# help with shocks and springs 65 gto



## ray white (Nov 30, 2009)

Hi,Iwant to replace front and rear shocks and springs on mt 65 gto. I want a good ride and to maintain orginal body hight, should I go with oem? or is there something out there that gives better handiling and good ride and body hight. Thanks Ray::rofl:


----------



## Rukee (Feb 8, 2007)

I went with NAPA stock replacements and am happy with the ride and height.


----------



## geeteeohguy (Feb 2, 2008)

Ditto. Mine were Moog springs in both GTO's. For shocks, I recommend KYB gas-adjusts. The stock sized white ones. I've had them on my '67 for 25 years and over 120,000 miles and they still work fine!

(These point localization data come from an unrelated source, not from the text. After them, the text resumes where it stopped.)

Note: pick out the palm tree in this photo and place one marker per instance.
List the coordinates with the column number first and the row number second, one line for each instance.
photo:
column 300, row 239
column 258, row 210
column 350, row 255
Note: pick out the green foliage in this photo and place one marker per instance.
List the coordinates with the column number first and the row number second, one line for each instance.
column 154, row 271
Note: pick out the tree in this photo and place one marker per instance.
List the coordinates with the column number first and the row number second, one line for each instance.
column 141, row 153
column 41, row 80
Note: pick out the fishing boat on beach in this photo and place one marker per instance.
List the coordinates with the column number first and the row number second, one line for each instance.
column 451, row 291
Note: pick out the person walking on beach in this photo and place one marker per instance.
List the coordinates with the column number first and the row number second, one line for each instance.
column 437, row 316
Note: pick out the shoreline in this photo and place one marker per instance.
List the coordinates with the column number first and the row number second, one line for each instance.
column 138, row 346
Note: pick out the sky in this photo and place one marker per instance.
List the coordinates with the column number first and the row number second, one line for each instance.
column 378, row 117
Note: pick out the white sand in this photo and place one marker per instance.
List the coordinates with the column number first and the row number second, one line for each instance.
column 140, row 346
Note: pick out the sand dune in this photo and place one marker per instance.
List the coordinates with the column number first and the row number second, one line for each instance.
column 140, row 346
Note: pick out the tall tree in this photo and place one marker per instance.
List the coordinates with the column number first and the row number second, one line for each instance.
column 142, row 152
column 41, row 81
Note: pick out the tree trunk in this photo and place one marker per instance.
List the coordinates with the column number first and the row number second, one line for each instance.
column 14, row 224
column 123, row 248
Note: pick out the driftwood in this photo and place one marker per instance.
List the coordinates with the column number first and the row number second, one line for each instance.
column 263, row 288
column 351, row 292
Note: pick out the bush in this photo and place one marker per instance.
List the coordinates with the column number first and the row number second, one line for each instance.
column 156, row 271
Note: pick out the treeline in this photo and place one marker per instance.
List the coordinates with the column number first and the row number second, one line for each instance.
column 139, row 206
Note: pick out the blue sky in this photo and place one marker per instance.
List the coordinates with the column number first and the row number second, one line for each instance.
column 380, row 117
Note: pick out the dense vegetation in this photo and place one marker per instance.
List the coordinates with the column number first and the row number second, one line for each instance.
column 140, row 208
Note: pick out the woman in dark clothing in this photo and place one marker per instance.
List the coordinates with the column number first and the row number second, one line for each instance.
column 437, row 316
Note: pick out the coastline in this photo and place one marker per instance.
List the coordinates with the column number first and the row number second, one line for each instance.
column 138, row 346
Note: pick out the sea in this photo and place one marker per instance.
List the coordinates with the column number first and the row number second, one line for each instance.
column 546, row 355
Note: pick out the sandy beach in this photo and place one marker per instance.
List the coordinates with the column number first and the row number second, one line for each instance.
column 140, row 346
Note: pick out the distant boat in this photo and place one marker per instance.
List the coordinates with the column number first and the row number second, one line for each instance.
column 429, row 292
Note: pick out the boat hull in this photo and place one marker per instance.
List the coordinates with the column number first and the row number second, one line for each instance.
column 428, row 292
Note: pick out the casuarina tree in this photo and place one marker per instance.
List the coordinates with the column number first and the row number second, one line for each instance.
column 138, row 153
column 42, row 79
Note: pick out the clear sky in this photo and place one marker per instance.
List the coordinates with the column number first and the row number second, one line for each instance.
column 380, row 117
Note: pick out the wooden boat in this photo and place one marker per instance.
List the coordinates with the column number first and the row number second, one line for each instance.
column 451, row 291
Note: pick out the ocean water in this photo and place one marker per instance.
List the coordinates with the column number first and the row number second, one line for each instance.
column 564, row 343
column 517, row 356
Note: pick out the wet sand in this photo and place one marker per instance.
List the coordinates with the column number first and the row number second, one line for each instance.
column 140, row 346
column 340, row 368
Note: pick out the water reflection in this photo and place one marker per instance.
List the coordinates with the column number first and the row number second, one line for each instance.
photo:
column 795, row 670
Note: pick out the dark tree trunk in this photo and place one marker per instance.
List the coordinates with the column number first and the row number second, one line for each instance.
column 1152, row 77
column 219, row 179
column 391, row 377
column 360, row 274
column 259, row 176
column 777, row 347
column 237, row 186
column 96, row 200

The vendors sell them for our GTO's.


----------



## ray white (Nov 30, 2009)

Thank you forthe info on the shocks and springs.Do just buy the napa direct replacements? and are you using oem style or poly suspenion and swaybar bushings? thanks Ray


----------



## dimitri (Feb 13, 2009)

I put in springs that are 20% stiffer in front and rear with the original height and KYBs all around. I got the springs from coil spings specialties. If you go with poly bushings, you will have to grease them when they start to squeak, about every oil change. Even the graphite bushings have to be oiled.

Dimitri


----------